If I were a college student today, I wouldn’t pursue a CS degree. Maybe not even physics.
I’d probably go mechanical engineering with a heavy focus on robotics. Why? Because the second wave of the AI revolution isn’t going to live purely in the cloud or in prompt engineering loops.
It’s going to live in the physical world: energy-efficient hardware that can run inference at the edge without melting, actuators that respond with human-like dexterity, batteries and thermal management that make unconstrained autonomy actually viable, and embodied AI that interacts safely with messy, unpredictable reality (hospitals, battlefields, factories, lunar bases).
I’ve watched software engineering transform in real time, from a discipline where mastering multiple languages, deep systems knowledge (OOP, compilers, assembly, networks, OS internals), and careful architectural tradeoffs was the entry ticket… to something increasingly reducible to high-quality prompting, fine-tuning agents, and reviewing/steering agentic outputs.
None of that trajectory screams “you need four years of formal CS lectures to succeed.” My generation might be the last one that had to grind through writing a compiler from scratch or debugging race conditions in bare-metal code. In the next couple of years, fully autonomous agentic full-stack development (frontend to infra) feels not just plausible, but probable.
The current CS curriculum in many universities feels like teaching punch-card programming during the dot-com bubble. Valuable history, but not the sharpest tool for tomorrow’s leverage.

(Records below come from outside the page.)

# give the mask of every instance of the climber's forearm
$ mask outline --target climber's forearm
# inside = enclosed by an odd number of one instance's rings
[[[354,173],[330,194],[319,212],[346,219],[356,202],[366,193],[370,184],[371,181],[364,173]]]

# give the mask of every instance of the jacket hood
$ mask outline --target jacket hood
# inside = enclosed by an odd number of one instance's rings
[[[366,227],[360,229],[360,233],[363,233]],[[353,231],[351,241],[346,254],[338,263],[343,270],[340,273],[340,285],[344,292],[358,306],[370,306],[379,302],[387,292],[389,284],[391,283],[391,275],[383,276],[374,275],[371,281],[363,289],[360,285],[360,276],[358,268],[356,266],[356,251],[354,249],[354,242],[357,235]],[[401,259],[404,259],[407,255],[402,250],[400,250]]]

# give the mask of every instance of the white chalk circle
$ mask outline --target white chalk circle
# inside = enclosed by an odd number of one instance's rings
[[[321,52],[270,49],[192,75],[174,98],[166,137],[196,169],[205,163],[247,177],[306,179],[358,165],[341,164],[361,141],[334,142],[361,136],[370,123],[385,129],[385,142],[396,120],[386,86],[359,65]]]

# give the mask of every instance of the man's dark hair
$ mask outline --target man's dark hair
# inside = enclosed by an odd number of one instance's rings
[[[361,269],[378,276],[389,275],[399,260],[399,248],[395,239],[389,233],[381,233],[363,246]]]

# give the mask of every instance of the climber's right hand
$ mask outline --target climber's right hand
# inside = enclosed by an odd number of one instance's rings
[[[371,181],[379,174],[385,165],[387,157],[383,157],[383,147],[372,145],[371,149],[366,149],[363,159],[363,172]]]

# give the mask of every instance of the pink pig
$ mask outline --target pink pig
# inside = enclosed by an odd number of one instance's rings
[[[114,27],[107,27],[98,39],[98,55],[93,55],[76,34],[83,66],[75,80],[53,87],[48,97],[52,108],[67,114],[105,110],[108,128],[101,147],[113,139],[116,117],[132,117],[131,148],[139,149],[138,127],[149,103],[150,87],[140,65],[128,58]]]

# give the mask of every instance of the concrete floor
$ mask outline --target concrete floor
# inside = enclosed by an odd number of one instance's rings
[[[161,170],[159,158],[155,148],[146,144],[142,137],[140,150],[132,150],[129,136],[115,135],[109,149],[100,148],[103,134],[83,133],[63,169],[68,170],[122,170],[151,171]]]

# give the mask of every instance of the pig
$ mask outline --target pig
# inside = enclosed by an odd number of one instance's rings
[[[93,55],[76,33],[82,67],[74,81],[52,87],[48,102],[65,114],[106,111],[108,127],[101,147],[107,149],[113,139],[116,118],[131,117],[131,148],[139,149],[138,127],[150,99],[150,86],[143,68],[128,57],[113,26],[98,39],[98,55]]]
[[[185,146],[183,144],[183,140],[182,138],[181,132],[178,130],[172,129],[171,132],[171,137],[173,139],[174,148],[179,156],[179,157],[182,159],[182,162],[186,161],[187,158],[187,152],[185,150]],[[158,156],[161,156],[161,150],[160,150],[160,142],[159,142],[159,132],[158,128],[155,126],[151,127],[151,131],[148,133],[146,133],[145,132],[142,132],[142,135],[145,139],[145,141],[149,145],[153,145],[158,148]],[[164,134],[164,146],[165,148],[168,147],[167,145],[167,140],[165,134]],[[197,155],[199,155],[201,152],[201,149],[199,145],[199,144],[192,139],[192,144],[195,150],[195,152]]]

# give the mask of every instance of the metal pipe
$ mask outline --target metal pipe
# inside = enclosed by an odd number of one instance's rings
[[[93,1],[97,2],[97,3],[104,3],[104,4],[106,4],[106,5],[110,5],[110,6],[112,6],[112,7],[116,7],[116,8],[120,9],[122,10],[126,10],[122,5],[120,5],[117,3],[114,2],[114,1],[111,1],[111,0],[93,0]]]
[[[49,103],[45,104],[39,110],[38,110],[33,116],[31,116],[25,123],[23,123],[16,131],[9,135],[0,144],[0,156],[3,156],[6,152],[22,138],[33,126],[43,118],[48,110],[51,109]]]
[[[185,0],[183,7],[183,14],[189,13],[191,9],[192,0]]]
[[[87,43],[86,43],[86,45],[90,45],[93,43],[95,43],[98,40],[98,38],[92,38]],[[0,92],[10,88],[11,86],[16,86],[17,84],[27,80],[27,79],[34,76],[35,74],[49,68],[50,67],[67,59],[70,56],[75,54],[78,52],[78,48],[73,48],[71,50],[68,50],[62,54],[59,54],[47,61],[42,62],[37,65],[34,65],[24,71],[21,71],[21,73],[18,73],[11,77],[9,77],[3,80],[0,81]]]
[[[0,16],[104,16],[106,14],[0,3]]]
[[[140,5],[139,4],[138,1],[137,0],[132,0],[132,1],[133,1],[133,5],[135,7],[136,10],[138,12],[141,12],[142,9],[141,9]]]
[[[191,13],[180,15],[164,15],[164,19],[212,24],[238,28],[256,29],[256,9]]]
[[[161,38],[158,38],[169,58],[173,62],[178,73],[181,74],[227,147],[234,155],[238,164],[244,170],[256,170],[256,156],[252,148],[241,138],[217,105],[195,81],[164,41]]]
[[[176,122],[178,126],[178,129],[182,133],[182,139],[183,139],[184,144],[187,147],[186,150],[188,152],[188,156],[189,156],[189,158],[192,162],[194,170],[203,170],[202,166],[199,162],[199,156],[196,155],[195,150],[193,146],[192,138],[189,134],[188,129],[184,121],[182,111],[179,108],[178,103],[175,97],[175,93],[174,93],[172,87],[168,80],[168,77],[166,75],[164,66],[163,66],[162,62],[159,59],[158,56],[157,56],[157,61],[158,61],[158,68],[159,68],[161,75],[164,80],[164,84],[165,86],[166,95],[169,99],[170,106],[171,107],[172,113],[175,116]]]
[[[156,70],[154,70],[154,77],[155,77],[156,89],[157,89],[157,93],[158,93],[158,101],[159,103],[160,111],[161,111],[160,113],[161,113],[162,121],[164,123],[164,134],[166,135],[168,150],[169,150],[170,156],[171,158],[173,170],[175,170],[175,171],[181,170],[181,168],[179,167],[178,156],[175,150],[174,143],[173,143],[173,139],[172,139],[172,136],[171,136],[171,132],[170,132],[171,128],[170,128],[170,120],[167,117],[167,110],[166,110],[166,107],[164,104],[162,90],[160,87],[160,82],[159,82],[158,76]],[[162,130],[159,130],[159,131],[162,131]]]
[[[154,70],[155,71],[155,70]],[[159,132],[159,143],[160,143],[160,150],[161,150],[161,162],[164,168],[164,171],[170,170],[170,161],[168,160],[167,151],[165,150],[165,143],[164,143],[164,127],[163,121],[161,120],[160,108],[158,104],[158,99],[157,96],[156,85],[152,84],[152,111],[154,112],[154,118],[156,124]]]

If you’re a student, don’t major in only computer science. Think three steps ahead. Pick a domain that gives you a competitive edge when software development becomes a commodity. Hardware that makes AI physically useful. Robotics that turns abstract agents into real-world impact. Interfaces between bits and atoms.
Medicine (surgical robots, prosthetics), healthcare (exoskeletons, assistive devices), defense (autonomous systems that actually survive chaos), aerospace (lightweight, extreme-environment robotics)… these are where taste, domain depth, and systems intuition still compound massively.
We’re not just watching the future unfold. We’re the ones who get to shape where intelligence meets the physical world.